10 of 282 comments (clear)

  1. 1984 by Anonymous Coward · · Score: 5, Insightful

    Just checked the calendar. It is 1984.

    1. Re:1984 by sTERNKERN · · Score: 3, Insightful

      Wish I had mod points... First I thought of a +1 Funny but on second thought it should be +1 Informative.

  2. no end-to-end no streaming media by Anonymous Coward · · Score: 5, Insightful

    So how will things like netflix work without end to end encryption?
    Does this mean the end of https and secure transactions?

    Looks like, as usual, the politicians do not understand the technology.

  3. Not possible by SmilingBoy · · Score: 5, Insightful

    If someone like an ISP can remove an encryption, it is not end-to-end encryption in the first place.

    1. Re:Not possible by bluefoxlucid · · Score: 3, Insightful

      TLS has unique challenges in this regard.

      In theory, a hostile Government can pressure the CA to provide a signature for a MITM certificate, although this is transparent (it's easily discovered if that certificate is ever revoked, and identifiable if the old certificate is known).

      A hostile Government can pressure the end provider (e.g. Google) to submit their Private key, thus breaking TLS: the Client asks the Server for its Certificate, then uses that Certificate to dictate a session key (and client certificate) to the Server. A passive eavesdropper with the server's Private Key can decrypt this exchange.

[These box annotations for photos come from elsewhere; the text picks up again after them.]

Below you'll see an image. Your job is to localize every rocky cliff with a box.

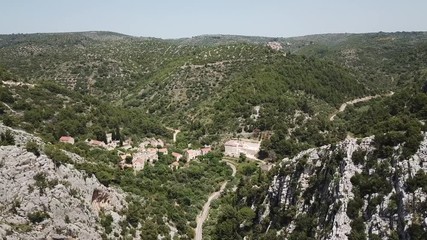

[258,134,427,239]
[0,126,126,239]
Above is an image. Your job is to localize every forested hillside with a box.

[0,32,427,239]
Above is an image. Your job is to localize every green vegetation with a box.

[0,32,427,239]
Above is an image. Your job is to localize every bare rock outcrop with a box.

[0,143,126,239]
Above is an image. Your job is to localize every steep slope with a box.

[0,125,127,239]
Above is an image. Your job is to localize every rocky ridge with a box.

[257,133,427,239]
[0,126,126,239]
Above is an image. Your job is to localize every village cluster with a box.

[59,133,212,171]
[59,133,261,171]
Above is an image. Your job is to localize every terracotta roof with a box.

[59,136,74,141]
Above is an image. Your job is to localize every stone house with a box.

[224,139,261,159]
[59,136,74,144]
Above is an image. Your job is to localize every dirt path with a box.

[194,160,237,240]
[329,92,394,121]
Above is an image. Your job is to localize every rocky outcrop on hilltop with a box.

[255,134,427,239]
[0,127,126,239]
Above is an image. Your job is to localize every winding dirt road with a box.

[329,92,394,121]
[194,160,237,240]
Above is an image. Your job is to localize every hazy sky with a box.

[0,0,427,38]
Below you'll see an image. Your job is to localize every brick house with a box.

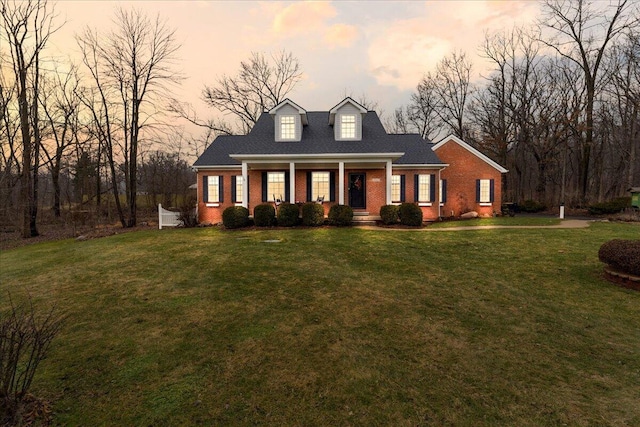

[193,98,506,223]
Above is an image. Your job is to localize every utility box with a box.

[627,187,640,209]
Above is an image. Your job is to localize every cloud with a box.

[324,24,358,48]
[272,2,337,37]
[368,19,453,90]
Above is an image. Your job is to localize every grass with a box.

[429,216,561,228]
[0,223,640,426]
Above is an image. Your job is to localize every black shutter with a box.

[231,175,237,203]
[202,175,209,203]
[262,172,269,202]
[429,174,436,203]
[440,179,447,203]
[329,172,336,202]
[489,179,493,203]
[278,172,291,202]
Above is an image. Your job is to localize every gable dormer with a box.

[269,98,309,142]
[329,97,367,141]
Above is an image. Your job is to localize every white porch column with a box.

[242,162,249,209]
[385,160,393,205]
[289,162,296,203]
[338,162,344,205]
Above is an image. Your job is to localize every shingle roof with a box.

[194,111,443,166]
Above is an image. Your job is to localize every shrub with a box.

[253,203,276,227]
[178,198,198,228]
[598,239,640,276]
[518,200,547,213]
[302,202,324,227]
[329,205,353,227]
[222,206,249,228]
[398,203,422,227]
[588,197,631,215]
[380,205,400,225]
[278,203,300,227]
[0,297,64,425]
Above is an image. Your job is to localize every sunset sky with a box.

[51,1,539,134]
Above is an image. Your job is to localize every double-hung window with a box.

[418,175,431,202]
[208,175,222,203]
[340,114,356,139]
[391,175,402,203]
[311,172,330,201]
[280,116,296,140]
[476,179,494,205]
[234,175,244,203]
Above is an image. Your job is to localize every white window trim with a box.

[280,114,296,141]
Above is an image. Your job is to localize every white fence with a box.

[158,203,182,230]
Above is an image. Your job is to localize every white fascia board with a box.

[191,164,242,172]
[431,135,509,173]
[229,153,404,163]
[393,163,449,169]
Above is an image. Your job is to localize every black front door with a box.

[349,173,367,209]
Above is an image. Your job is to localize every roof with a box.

[194,111,443,167]
[433,135,509,173]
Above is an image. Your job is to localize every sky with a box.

[50,0,540,135]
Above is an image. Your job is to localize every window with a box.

[311,172,331,201]
[280,116,296,139]
[340,114,356,139]
[391,175,402,202]
[209,176,222,203]
[418,175,431,202]
[267,172,286,200]
[234,175,244,203]
[476,179,493,204]
[440,179,447,203]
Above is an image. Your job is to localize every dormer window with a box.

[280,116,296,140]
[340,114,356,139]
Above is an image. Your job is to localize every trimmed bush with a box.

[398,203,422,227]
[380,205,400,225]
[222,206,249,228]
[329,205,353,227]
[518,200,547,213]
[253,203,276,227]
[302,202,324,227]
[598,239,640,276]
[278,203,300,227]
[588,197,631,215]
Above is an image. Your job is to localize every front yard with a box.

[0,223,640,426]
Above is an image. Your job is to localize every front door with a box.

[349,172,367,209]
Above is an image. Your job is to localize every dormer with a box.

[329,97,367,141]
[269,98,309,142]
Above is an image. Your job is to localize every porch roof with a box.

[194,111,444,167]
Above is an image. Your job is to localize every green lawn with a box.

[0,223,640,426]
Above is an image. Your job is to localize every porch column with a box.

[338,162,344,205]
[289,162,296,203]
[242,162,249,209]
[385,160,393,205]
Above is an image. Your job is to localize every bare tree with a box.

[77,9,180,227]
[202,51,302,134]
[541,0,640,200]
[434,52,472,139]
[0,0,59,238]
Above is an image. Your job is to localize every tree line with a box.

[0,0,640,241]
[387,0,640,206]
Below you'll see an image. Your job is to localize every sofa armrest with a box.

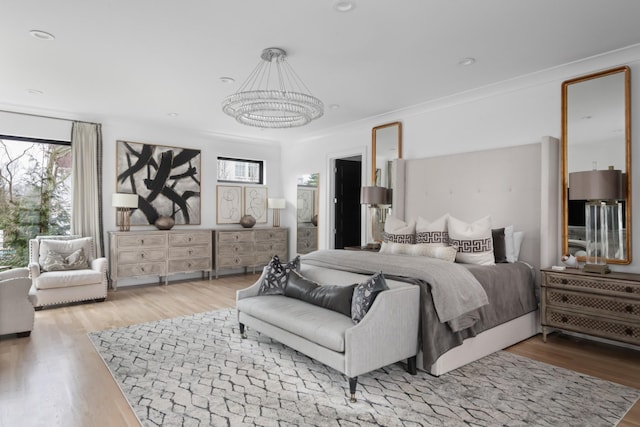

[27,262,40,279]
[344,286,420,377]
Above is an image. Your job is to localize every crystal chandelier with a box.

[222,47,324,129]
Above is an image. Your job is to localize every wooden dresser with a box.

[541,269,640,345]
[109,229,213,289]
[214,227,289,278]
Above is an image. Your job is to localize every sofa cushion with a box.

[258,255,300,295]
[284,270,356,317]
[35,269,102,289]
[236,295,354,353]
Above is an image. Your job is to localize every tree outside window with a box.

[0,136,71,267]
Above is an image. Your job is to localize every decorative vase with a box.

[240,215,256,228]
[154,215,176,230]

      The best I can come up with is the Client sends the Server a random public key, and the Server sends the Client a session key; then the hostile Government must use a MITM to break it. A passive eavesdropper can be stopped, but an active MITM can't.

      Your endpoints have to be non-hostile for end-to-end encryption to work. If they're infiltrated, it doesn't work.

  4. Re:My illusions have been shattered by 110010001000 · · Score: 5, Insightful

    Stop blaming racism for every decision that voters make you don't like. Idiots.

  5. Mindlessly unenforceable by RandCraw · · Score: 3, Insightful

    This law would require dispensations for credit cards, banks, point of sale software, (the government itself), and many more infrastructural e-orgs that cannot function without encryption.

    It would also require makers of cell phones that encrypt, Facebook (soon), and increasinly many e-firms to recognize any device/account as being ENGLISH so that it can selectively stomp all over those peoples' freedoms.

    It will also generate an *ungodfy* large amount of data that will swamp the GCHQ's resources and waste their time sifting through zottabytes of drivel, since BAD GUYS DON"T CHAT ON THE PHONE.

    This policy is so halfass and dumbass that it'll be impossible to enforce.

  6. Re:Idioits by Anonymous Coward · · Score: 0, Insightful

    Again, idiots in government finds new ways to turn law abiding citizens into criminals, or even terrorists.

    It's the Progressive way. Make everyday things illegal then enforce it with nuance. That way when the government doesn't like you for some reason, they can go after you.

  7. The power to ban mathematics? by mark-t · · Score: 4, Insightful

    Because truthfully, that us what they are proposing. The banning of any mathematics where the formulas involved are both unknown and cannot trivially be reverse engineered.

  8. Re:Good luck with that? by Grishnakh · · Score: 3, Insightful

    What exactly do they think an ISP is going to be able to do if the data is already encrypted when it hits their network?

    Simple: they legislate that the ISP has to decrypt it.

    It's not much different than the US state government which legislated the Pi equals 3.